India’s higher education must reflect the dynamics of its economy and the diversity of the needed human capital for powering its growth in an increasingly competitive globalized world. The circular causation between an effective higher education sector and the economic growth makes the sector especially amenable to positive feedback effects – once the process is initiated, the system automatically builds up capacity to keep the growth of the sector to match the growth of the economy. Policy choices dictate the initial conditions and kick-starting of this virtuous process.
India’s population is sufficiently large that it can create the wide range of human resources it needs. This means that a portfolio of institutions of higher education must be allowed to flourish. For example, driving leading-edge growth requires institutions which do path-breaking R&D. These have to be publicly funded since the products are public goods that are factors in long-run growth. Catch-up growth requires the institutional capacity for supplying large number of engineers, scientists and managers. These institutions must be competitive to ensure quality and be privately funded to reflect the fact that private returns to this kind of education sufficiently compensates for the costs.

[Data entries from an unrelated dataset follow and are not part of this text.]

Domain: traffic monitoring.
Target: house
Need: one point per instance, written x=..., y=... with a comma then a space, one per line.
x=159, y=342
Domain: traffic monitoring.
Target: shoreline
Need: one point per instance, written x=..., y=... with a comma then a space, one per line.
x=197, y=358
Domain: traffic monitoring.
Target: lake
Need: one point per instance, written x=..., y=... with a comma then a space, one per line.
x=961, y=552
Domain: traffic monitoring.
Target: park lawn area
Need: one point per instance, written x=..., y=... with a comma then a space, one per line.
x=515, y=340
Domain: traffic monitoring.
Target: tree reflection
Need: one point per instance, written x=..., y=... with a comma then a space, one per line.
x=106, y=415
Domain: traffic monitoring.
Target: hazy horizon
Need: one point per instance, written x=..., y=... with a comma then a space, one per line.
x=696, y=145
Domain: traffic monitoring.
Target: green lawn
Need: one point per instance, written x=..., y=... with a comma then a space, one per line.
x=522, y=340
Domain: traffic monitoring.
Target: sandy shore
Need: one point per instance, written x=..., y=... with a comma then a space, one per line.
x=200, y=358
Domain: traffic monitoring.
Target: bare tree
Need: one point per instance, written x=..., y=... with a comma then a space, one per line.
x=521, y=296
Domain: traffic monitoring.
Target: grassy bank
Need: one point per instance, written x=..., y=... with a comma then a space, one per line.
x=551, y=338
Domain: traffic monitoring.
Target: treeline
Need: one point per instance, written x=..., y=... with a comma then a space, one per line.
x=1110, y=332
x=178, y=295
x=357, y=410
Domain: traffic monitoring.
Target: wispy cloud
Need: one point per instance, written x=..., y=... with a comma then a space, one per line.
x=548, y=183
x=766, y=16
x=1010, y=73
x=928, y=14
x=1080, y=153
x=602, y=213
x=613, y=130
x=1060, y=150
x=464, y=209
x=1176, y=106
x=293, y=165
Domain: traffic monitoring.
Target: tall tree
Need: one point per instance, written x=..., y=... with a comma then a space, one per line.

A brief formulation of one set of policies for India’s higher education could include the following components:
• Provide public funding only for those higher education activities such as R&D that have public goods characteristics and which would not be privately funded to the socially optimal degree.

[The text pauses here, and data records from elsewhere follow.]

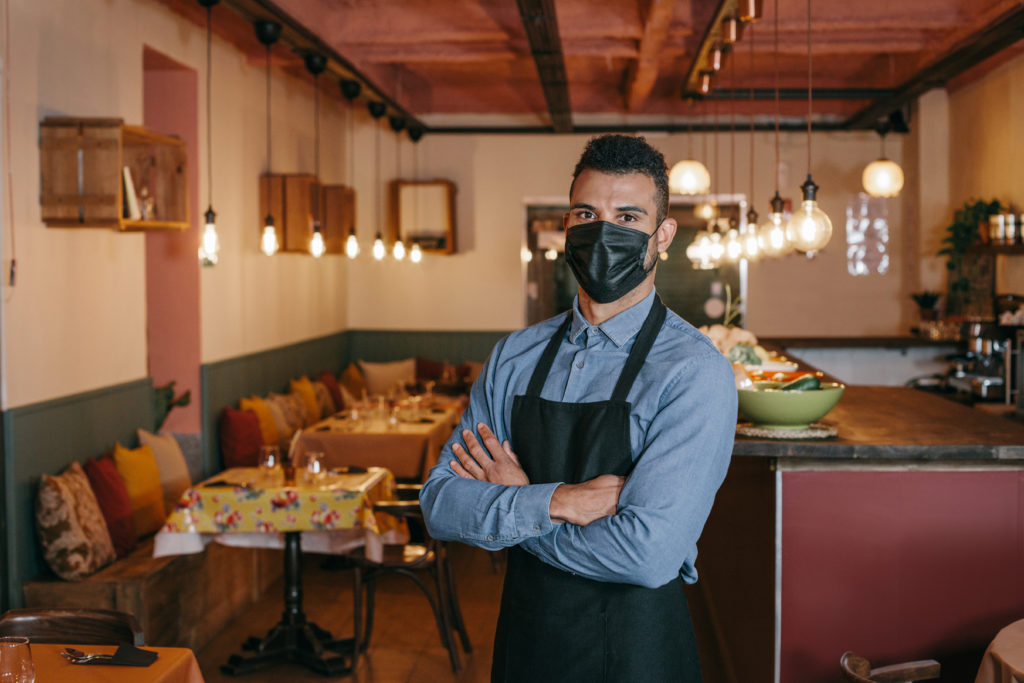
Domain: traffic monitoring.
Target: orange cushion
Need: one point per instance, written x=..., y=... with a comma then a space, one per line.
x=138, y=468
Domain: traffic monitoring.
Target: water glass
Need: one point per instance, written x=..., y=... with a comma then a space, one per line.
x=15, y=660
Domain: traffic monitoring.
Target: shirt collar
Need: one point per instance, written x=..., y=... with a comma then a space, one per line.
x=621, y=328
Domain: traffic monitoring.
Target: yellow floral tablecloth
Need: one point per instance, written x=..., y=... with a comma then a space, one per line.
x=246, y=507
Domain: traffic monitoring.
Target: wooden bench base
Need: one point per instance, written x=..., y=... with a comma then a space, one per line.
x=179, y=600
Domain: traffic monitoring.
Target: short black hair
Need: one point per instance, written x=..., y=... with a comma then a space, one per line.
x=627, y=154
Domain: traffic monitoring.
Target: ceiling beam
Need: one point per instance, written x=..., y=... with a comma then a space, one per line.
x=542, y=30
x=998, y=35
x=642, y=72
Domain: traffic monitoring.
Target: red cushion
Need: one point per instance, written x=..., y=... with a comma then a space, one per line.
x=112, y=495
x=428, y=370
x=331, y=383
x=241, y=438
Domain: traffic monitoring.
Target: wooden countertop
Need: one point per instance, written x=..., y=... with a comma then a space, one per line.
x=900, y=423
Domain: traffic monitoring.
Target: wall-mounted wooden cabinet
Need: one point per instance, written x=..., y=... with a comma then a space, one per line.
x=292, y=200
x=102, y=173
x=423, y=212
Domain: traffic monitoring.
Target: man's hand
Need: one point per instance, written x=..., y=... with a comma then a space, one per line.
x=491, y=461
x=588, y=501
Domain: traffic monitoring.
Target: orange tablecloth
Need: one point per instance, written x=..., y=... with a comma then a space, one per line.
x=1004, y=660
x=408, y=447
x=175, y=665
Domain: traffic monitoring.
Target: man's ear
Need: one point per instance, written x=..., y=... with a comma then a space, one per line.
x=666, y=233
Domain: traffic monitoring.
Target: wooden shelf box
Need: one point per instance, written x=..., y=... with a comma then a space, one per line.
x=82, y=169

• Remove all public support for those higher education activities the result of which have sufficient private returns to cover the costs. Thus undergraduate education must not be subsidized. Policy must, however, make loans available to qualified students who face credit constraints.
• Ensure equality of opportunity and access to higher education. This means that policy must allow the expansion of the supply of higher education in response to expressed needs and demands of the population. This directly implies, first, that the higher education sector must be liberalized to allow for-profit entities to supply to market demand. And second, that equal opportunity and increased access to secondary education is a precondition for equality of opportunity in higher education.
• The range of disciplines must match the range of skills needed and changing opportunities available in a dynamic economy. This implies that bureaucratic centrally planning of higher education which may have worked in the past cannot respond appropriately and effectively now. A competitive market-liberal system must be allowed to operate instead of central planning.
• Foreign direct investment must be allowed for the sector. Apart from capacity expansion, India would gain from the flow of expertise that accompanies FDI. This capacity expansion would not only stem the flow of Indian students going abroad for higher education at great expense (estimated annually to be of the order of $20 billion), it would be able to transform India into a destination of choice for foreign students.
In summary, capacity expansion in higher education and increasing the production of diverse human capital requires the sector to be liberalized so that private sector can participate in growing the human resources that are needed for economic growth. The increased capacity is needed for providing equality of access and opportunity for the tens of millions of Indians who are capable of being highly educated. Public funding must be directed only to those parts of the higher education sector that would not be funded privately.